There are substantial energy gains from the physics of being extremely close to the SoC (reduced capacitance).The unified memory is a different topic.
Focusing purely on performance... how much performance gain do you think it gives? In what software? Do you think there is more than a 0.5% gain in any usage scenario?
There are probably minor gains in having a cleaner signal path (easier, and less frequent, equalization).
What is missed in these discussions is a 3rd issue, namely that if the DRAM is fixed, it can be CHARACTERIZED.

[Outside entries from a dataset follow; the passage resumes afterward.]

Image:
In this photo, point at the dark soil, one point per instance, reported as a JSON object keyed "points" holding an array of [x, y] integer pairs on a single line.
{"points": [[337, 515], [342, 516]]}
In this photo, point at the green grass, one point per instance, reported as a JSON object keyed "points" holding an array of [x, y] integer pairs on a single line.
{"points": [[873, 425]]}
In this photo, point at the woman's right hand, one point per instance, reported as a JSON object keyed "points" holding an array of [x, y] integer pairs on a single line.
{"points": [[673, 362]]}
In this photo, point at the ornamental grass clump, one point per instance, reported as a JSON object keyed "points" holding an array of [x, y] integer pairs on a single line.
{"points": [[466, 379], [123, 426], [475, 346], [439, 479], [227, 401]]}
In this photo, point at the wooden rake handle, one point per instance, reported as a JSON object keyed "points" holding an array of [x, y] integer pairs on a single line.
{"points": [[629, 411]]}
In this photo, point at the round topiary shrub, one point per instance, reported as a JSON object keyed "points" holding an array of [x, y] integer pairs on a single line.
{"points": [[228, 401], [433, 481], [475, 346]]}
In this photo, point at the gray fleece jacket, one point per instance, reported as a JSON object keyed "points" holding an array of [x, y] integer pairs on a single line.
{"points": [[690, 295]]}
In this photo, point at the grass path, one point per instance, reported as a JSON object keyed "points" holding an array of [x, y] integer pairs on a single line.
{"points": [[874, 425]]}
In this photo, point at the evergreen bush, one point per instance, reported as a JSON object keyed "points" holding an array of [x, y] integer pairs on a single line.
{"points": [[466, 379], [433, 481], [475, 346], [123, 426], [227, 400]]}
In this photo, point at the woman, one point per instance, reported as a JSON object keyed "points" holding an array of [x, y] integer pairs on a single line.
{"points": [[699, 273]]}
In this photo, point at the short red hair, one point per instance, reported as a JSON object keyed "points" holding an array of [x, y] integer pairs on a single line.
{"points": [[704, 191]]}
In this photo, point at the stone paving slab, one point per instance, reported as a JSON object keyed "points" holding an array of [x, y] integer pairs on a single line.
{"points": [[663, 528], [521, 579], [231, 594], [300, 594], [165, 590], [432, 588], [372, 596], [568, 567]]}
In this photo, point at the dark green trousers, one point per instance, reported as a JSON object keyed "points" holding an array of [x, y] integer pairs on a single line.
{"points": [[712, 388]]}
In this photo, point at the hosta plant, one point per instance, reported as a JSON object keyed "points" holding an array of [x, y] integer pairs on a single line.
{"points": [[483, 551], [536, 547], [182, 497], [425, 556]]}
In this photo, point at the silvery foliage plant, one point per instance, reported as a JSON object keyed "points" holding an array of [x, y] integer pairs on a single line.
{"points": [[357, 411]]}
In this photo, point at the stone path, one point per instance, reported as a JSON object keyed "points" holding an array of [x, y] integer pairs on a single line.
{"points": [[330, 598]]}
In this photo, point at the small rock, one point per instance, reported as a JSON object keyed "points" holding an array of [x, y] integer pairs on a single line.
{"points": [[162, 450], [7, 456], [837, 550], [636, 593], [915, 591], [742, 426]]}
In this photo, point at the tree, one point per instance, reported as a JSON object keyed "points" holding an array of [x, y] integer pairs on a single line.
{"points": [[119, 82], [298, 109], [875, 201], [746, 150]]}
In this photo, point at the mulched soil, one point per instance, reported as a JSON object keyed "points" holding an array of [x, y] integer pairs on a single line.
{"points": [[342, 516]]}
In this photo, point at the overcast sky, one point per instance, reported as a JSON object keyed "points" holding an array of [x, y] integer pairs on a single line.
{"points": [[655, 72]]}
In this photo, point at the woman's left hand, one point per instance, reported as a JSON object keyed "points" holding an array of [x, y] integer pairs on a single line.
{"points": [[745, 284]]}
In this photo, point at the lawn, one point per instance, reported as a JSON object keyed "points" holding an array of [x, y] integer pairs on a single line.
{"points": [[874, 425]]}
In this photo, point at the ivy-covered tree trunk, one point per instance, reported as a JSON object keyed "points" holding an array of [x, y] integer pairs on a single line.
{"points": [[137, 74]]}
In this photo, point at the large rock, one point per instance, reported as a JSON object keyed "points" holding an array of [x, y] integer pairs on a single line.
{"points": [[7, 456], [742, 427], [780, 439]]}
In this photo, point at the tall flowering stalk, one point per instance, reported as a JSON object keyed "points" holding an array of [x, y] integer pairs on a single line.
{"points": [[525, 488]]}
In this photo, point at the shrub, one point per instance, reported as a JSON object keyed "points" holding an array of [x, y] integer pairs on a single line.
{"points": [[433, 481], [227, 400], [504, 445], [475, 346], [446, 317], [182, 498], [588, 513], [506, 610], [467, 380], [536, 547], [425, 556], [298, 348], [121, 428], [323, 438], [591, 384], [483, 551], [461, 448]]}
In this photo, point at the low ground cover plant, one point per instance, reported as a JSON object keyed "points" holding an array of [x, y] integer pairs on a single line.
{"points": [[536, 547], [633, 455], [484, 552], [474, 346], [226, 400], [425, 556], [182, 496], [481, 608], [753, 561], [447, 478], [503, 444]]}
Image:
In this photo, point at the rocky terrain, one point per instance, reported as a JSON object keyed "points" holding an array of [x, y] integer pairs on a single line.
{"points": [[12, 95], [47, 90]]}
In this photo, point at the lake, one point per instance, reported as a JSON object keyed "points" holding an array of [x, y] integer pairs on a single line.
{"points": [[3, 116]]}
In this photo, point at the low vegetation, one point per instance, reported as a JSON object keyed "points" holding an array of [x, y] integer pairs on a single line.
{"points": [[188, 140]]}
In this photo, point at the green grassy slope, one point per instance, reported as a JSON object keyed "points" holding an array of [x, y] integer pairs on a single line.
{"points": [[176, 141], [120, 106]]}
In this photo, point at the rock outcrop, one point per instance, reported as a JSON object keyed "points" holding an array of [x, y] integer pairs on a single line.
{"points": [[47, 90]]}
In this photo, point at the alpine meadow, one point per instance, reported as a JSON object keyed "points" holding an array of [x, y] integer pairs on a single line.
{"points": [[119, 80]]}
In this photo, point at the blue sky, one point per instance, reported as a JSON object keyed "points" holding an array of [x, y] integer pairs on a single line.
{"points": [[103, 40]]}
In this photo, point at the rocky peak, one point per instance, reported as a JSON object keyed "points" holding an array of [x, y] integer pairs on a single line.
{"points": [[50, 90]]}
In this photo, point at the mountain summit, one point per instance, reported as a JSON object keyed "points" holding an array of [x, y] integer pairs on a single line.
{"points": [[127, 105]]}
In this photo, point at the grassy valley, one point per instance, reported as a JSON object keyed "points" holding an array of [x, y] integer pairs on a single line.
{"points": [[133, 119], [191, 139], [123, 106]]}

Most DRAM (this is well known in academia) has the property that it is well above spec in most respects (loses charge much slower than spec so can be refreshed less often, requires less RAM to hold the charge, etc) but every RAM chip has a few pages that let down the team and only just meet spec.
IF your RAM is fixed, then you can
- characterize in the factory
- record the characteristics in a ROM associated with the memory controller
- exploit the characteristics. The most obvious of which is refresh each page at the rate it really requires, not at the rate spec says. It may also be possible, for example, to run some of the DRAM chips on lower voltages.
Does Apple do any of this? There are good reasons to believe they do. Much of the work in this field (characterizing real DRAMs, and suggesting how to exploit their features) has been done by Onur Mutlu at ETH, and Apple has worked with him (they have at least one joint patent, and at least one paper I've seen). There are also Apple patents that suggest their memory controller is consulting a look-up ROM to decide on how the exact parameters to use for handling parts of a DRAM.
I've no idea how to quantify any of this. However it is a fact that Apple seems to get DRAM throughputs that are like 98% of theoretical maximum, and Intel gets throughputs that are like 60% of theoretical maximum, so...
(I don't know where Intel is at right now. When I last looked at this around M1 time, my recollection is Intel is at ~60%, just something ridiculously bad compared to Apple. Maybe someone has current Intel numbers?)